La commissione covid

Nel periodo pandemico è sempre stata molto accesa la discussione attorno alle ragioni che portavano il governo di allora (governo Conte, ministro Speranza) a prendere delle decisioni per contrastare la diffusione del virus: c’erano posizioni e visioni molto diverse. Anche con un’esposizione mediatica forte di persone come il presidente dell’Istituto Superiore di Sanità, il presidente del Consiglio Superiore di Sanità, e altri esperti, il governo ha sempre sostenuto l’idea che le decisioni che venivano prese di volta in volta (dal lockdown alle mascherine, dal green pass alle vaccinazioni) non erano, come alcuni obiettavano, decisioni politiche ma piuttosto ciò che consigliava la scienza.

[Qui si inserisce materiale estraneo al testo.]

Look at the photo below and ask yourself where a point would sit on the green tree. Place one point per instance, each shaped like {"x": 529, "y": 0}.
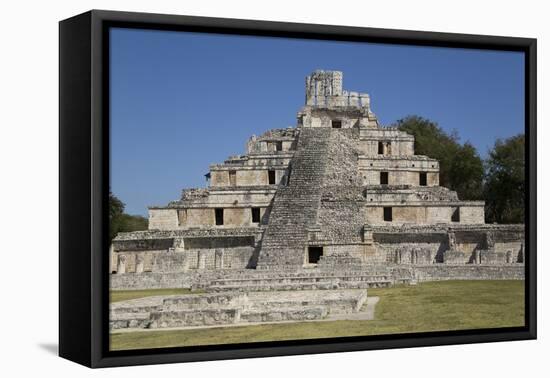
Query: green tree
{"x": 122, "y": 222}
{"x": 460, "y": 166}
{"x": 505, "y": 181}
{"x": 116, "y": 206}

In verità già allora non sembrava tutto così semplice, lineare, e scientifico, soprattutto se si guardava anche fuori dal nostro paese, dove si vedevano azioni e decisioni del tutto differenti, ma il diktat “lo dice la scienza” è sempre risultato un muro insormontabile: chi non è d’accordo è antiscientifico è l’argomento principale che veniva usato per coprire decisioni di natura prettamente politica (e gli esempi specifici sono molti, senza farsi attrarre dalle attuali polemiche sul contenuto delle audizioni desecretate della commissione parlamentare). Per altro, dopo un periodo in cui i toni sono stati certamente abbassati, sono proprio di questi giorni alcune nuove esternazioni (e non sembrano dei tentativi di togliersi dei sassolini dalle scarpe) di funzionari ministeriali apicali dell’epoca che lamentano come la politica di governo, soprattutto all’inizio, sia stata poco sensibile ed attenta a seguire i consigli tecnici che le venivano forniti.

Tre esempi, ma si potrebbe continuare, di come il virus Sars-CoV-2, oltre alle conseguenze sanitarie qui non discusse, ha lasciato scorie che stanno intervenendo sulle attività del periodo post-pandemico, a dimostrazione di come sia facile che la politica dei partiti si sostituisca alla politica sanitaria.